16 minutes ago, JKL33 said:

 

Well, it moves that hour of daylight from "getting ready for work time" to "personal time" for a lot of people.

The experts quite dramatic.

I am no expert but I suspect standard time significantly contributes significantly to depression/SAD in some areas of the country. It's hard to care about "jet lag" (not even a real one such as one would experience when traveling to/from areas with the exact opposite of one's usual sleep/wake rhythms) and the minutiae of circadian rhythm if the bottom line is that there is almost ZERO daylight when one is done with the work day. Many people find that not remotely pleasant. It also seems counterintuitive to our more recent acknowledgements of need for self-care in that the suggestion of (only) needing daylight for the purposes of getting the work day started seems like someone else's version of a good idea, not the workers who are driving home in the dark/dusk at 5 pm with plenty of waking hours left in the day.

I also do not imagine that early dusk benefits our obesity problem. Again, no expertise--just my feeling.

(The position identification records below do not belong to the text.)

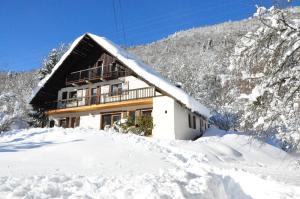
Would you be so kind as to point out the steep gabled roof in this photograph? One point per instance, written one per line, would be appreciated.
(137, 66)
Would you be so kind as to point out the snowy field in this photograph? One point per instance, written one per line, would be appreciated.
(84, 163)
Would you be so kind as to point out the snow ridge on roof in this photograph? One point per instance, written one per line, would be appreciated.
(140, 68)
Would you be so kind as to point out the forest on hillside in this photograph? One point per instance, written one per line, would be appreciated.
(246, 72)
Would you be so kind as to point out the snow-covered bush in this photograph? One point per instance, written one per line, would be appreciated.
(142, 126)
(266, 70)
(225, 120)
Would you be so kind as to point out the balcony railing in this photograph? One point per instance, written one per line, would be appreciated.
(92, 75)
(140, 93)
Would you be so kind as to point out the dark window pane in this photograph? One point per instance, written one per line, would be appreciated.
(64, 95)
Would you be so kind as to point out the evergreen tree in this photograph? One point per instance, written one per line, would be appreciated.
(265, 81)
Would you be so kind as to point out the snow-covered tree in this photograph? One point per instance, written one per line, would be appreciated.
(266, 76)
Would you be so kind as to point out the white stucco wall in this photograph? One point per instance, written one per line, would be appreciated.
(163, 117)
(90, 121)
(182, 129)
(171, 120)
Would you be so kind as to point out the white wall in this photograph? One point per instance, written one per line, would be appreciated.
(163, 117)
(90, 121)
(171, 120)
(182, 129)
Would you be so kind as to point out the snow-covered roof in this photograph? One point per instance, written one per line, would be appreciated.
(137, 66)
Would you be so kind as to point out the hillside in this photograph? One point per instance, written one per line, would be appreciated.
(85, 163)
(196, 57)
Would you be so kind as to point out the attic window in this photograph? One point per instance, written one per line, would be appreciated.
(73, 94)
(99, 63)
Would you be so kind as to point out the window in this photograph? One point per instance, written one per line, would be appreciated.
(194, 122)
(114, 67)
(64, 122)
(146, 112)
(99, 63)
(64, 95)
(52, 123)
(132, 115)
(201, 124)
(110, 119)
(116, 89)
(93, 95)
(73, 94)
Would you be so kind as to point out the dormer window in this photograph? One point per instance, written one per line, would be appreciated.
(72, 94)
(116, 89)
(99, 63)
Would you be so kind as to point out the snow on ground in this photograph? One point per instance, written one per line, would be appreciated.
(85, 163)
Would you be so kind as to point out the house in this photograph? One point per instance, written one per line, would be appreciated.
(96, 83)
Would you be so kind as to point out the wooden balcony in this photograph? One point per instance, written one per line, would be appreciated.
(127, 95)
(92, 75)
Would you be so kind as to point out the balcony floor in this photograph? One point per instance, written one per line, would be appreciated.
(135, 102)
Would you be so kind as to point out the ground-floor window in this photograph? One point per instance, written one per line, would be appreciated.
(69, 122)
(190, 121)
(147, 112)
(64, 122)
(194, 122)
(51, 123)
(109, 119)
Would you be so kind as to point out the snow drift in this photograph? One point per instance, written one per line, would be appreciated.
(85, 163)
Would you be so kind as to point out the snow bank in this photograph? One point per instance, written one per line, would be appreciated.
(85, 163)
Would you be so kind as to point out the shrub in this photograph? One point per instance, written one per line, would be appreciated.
(143, 125)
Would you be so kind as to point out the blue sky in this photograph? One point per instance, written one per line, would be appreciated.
(29, 29)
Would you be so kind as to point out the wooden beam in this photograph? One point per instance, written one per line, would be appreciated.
(138, 102)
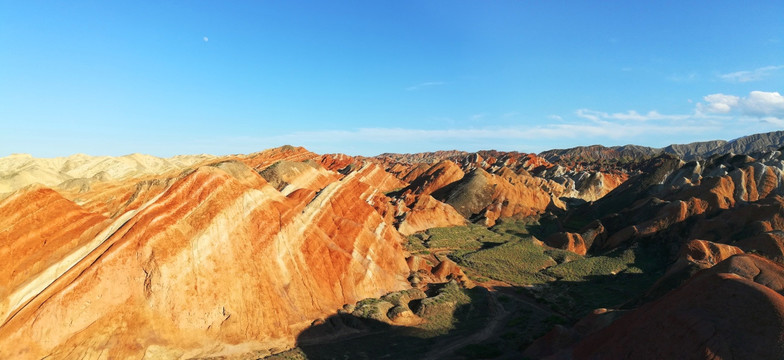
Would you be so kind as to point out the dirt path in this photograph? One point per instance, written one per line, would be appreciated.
(509, 290)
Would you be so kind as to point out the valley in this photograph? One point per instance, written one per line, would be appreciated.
(590, 252)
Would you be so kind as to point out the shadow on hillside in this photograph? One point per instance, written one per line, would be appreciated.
(346, 336)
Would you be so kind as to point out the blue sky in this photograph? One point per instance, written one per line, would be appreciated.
(359, 77)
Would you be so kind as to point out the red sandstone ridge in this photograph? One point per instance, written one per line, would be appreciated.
(218, 263)
(708, 317)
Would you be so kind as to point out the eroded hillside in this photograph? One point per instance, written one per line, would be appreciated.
(291, 254)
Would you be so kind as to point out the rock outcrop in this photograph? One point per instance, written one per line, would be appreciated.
(218, 263)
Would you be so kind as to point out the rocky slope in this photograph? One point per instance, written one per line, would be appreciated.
(242, 255)
(697, 150)
(216, 262)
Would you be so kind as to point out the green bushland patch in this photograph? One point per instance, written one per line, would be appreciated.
(415, 243)
(517, 262)
(468, 237)
(603, 281)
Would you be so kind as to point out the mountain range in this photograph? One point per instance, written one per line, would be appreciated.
(590, 252)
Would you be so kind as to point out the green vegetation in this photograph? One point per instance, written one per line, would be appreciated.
(546, 287)
(480, 351)
(517, 262)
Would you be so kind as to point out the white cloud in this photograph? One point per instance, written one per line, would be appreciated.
(718, 103)
(751, 75)
(757, 103)
(683, 77)
(424, 85)
(630, 115)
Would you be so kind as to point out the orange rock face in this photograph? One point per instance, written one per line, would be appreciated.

They also say that this change could contribute to depression due to the perpetual "jet lag" and incorrect exposure to daylight. I guess they're the experts, but we seem to have hefty incidence of depression at baseline so it seems unlikely that more personal-time/after-work daylight is going to worsen that.

Ah well. What would we possibly find to do if not argue about things.

I tend to think our baseline depression is more linked to the treadmill, capitalist life styles that keep the majority humping just to afford shelter, food and transportation with little time or resources for recreation and little hope for something better. Sanjay Gupta produced a documentary that makes a case that our problems with obesity and opiate abuse is more related to despair than we might prefer.